Le soir.

J'ai tant! et son idée dévore tout; j'ai tant! et sans elle tout pour moi se réduit à rien.


30 octobre.

Si je n'ai pas été cent fois sur le point de lui sauter au cou!... Dieu sait ce qu'il en coûte de voir tant de charmes passer et repasser devant vous, sans que vous osiez y porter la main! Et cependant le penchant naturel de l'humanité nous porte à prendre. Les enfants ne tâchent-ils pas de saisir tout ce qu'ils aperçoivent? Et moi!...


5 novembre.

Dieu sait combien de fois je me mets au lit avec le désir et quelquefois avec l'espérance de ne pas me réveiller; et le matin j'ouvre les yeux, je revois le soleil, et je suis malheureux. Oh! que ne puis-je être un maniaque! que ne puis-je m'en prendre au temps, à un tiers, à une entreprise manquée! Alors l'insupportable fardeau de ma peine ne porterait qu'à demi sur moi. Malheureux que je suis! je ne sens que trop que toute la faute est à moi seul.
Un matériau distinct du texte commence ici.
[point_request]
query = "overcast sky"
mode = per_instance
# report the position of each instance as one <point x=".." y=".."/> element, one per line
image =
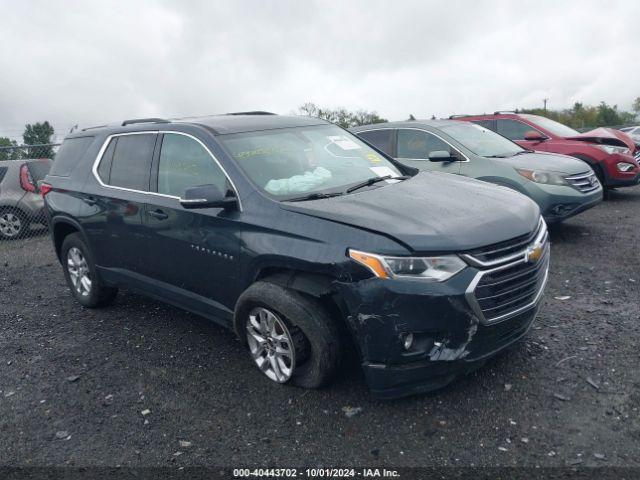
<point x="89" y="62"/>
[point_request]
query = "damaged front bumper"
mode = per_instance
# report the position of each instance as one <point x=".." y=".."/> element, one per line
<point x="450" y="334"/>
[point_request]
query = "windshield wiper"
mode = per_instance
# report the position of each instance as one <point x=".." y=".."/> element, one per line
<point x="522" y="152"/>
<point x="373" y="180"/>
<point x="314" y="196"/>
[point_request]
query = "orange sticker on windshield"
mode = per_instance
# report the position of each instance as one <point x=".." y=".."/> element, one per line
<point x="373" y="158"/>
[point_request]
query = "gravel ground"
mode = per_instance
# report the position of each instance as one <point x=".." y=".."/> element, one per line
<point x="126" y="384"/>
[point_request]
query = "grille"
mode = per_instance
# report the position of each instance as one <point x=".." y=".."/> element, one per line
<point x="504" y="251"/>
<point x="585" y="182"/>
<point x="504" y="291"/>
<point x="513" y="282"/>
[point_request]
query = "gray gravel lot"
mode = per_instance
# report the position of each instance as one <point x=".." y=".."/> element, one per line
<point x="75" y="384"/>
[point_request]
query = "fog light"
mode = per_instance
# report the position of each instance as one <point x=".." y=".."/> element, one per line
<point x="407" y="342"/>
<point x="624" y="166"/>
<point x="562" y="208"/>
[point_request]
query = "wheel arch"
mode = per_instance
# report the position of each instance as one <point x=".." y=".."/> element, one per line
<point x="316" y="285"/>
<point x="62" y="227"/>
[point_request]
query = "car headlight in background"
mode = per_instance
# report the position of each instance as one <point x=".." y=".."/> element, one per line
<point x="611" y="149"/>
<point x="433" y="269"/>
<point x="543" y="176"/>
<point x="625" y="166"/>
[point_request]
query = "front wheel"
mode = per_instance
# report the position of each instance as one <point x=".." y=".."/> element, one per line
<point x="13" y="224"/>
<point x="290" y="337"/>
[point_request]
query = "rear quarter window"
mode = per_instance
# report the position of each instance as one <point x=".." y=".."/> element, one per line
<point x="39" y="169"/>
<point x="69" y="155"/>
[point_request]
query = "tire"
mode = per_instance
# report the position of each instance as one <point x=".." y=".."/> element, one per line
<point x="76" y="257"/>
<point x="14" y="224"/>
<point x="313" y="333"/>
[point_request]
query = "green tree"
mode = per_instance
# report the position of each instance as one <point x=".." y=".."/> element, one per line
<point x="341" y="116"/>
<point x="38" y="134"/>
<point x="636" y="106"/>
<point x="8" y="150"/>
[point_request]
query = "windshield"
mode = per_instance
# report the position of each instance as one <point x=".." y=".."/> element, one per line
<point x="482" y="141"/>
<point x="551" y="125"/>
<point x="287" y="163"/>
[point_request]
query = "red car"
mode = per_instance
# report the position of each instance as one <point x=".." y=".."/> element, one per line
<point x="611" y="153"/>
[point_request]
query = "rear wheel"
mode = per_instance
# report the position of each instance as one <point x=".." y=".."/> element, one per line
<point x="80" y="273"/>
<point x="290" y="337"/>
<point x="13" y="224"/>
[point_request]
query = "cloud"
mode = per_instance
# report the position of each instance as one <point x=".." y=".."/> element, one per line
<point x="94" y="62"/>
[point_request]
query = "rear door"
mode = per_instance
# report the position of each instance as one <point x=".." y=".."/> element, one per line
<point x="115" y="227"/>
<point x="413" y="147"/>
<point x="194" y="250"/>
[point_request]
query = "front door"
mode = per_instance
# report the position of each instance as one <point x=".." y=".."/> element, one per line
<point x="195" y="250"/>
<point x="414" y="147"/>
<point x="112" y="213"/>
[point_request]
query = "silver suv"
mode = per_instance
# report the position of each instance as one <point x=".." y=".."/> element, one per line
<point x="20" y="201"/>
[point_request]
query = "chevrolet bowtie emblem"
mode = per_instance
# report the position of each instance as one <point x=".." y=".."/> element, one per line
<point x="533" y="253"/>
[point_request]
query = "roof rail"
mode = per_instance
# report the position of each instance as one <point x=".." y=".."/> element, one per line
<point x="144" y="120"/>
<point x="257" y="112"/>
<point x="93" y="128"/>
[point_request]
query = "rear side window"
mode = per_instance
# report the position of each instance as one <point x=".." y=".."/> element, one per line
<point x="69" y="155"/>
<point x="184" y="163"/>
<point x="513" y="129"/>
<point x="381" y="139"/>
<point x="419" y="144"/>
<point x="130" y="161"/>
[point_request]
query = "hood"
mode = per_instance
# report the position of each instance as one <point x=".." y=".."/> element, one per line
<point x="607" y="136"/>
<point x="553" y="162"/>
<point x="432" y="212"/>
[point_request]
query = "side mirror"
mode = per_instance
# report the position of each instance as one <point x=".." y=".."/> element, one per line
<point x="207" y="196"/>
<point x="441" y="156"/>
<point x="534" y="136"/>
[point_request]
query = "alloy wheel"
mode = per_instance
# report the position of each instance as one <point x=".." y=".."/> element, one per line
<point x="78" y="271"/>
<point x="270" y="344"/>
<point x="10" y="224"/>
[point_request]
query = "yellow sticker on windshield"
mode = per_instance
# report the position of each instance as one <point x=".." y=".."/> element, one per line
<point x="373" y="158"/>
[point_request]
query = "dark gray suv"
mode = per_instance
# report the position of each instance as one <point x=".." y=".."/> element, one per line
<point x="305" y="241"/>
<point x="21" y="204"/>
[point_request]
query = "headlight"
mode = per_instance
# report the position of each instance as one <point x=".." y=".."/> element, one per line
<point x="625" y="167"/>
<point x="543" y="176"/>
<point x="611" y="149"/>
<point x="432" y="269"/>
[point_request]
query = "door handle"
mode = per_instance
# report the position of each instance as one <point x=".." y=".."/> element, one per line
<point x="159" y="214"/>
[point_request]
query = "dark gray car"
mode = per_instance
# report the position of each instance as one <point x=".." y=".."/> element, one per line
<point x="20" y="201"/>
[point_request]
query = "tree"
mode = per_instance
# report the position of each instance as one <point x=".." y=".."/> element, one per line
<point x="38" y="134"/>
<point x="636" y="106"/>
<point x="8" y="150"/>
<point x="341" y="116"/>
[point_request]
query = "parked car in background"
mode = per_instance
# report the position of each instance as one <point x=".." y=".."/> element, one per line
<point x="20" y="201"/>
<point x="305" y="241"/>
<point x="561" y="186"/>
<point x="609" y="152"/>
La faute! non. Je porte aujourd'hui cachée dans mon sein la source de toutes les misères, comme j'y portais autrefois la source de toutes les béatitudes. Ne suis-je pas le même homme qui nageait autrefois dans une intarissable sensibilité, qui voyait naître un paradis à chaque pas, et qui avait un cœur capable d'embrasser dans son amour un monde entier? Mais maintenant ce cœur est mort, il n'en naît plus aucun ravissement; mes yeux sont secs; et mes sens, que ne soulagent plus des larmes rafraîchissantes, sont devenus secs aussi, et leur angoisse sillonne mon front de rides. Combien je souffre! car j'ai perdu ce qui faisait tous les délices de ma vie, cette force divine avec laquelle je créais des mondes autour de moi. Elle est passée!... Lorsque de ma fenêtre je regarde vers la colline lointaine, c'est en vain que je vois au-dessus d'elle le soleil du matin pénétrer les brouillards, et luire sur le fond paisible de la prairie, tandis que la douce rivière s'avance vers moi, en serpentant, entre ses saules dépouillés de feuilles: toute cette magnifique nature est pour moi froide, inanimée comme une estampe coloriée; et de tout ce spectacle je ne peux verser en moi et faire passer de ma tête dans mon cœur la moindre goutte d'un sentiment bienheureux. L'homme tout entier est là debout, la face devant Dieu, comme un puits tari, comme un seau desséché. Je me suis souvent jeté à terre pour demander à Dieu des larmes, comme un laboureur prie pour de la pluie, lorsqu'il voit sur sa tête un ciel d'airain et la terre mourir de soif autour de lui.

Mais, hélas! je le sens, Dieu n'accorde point la pluie et le soleil à nos prières importunes; et ces temps dont le souvenir me tourmente, pourquoi étaient-ils si heureux, sinon parce que j'attendais son esprit avec patience, e que je recevais avec un cœur reconnaissant les délices qu'il versait sur moi?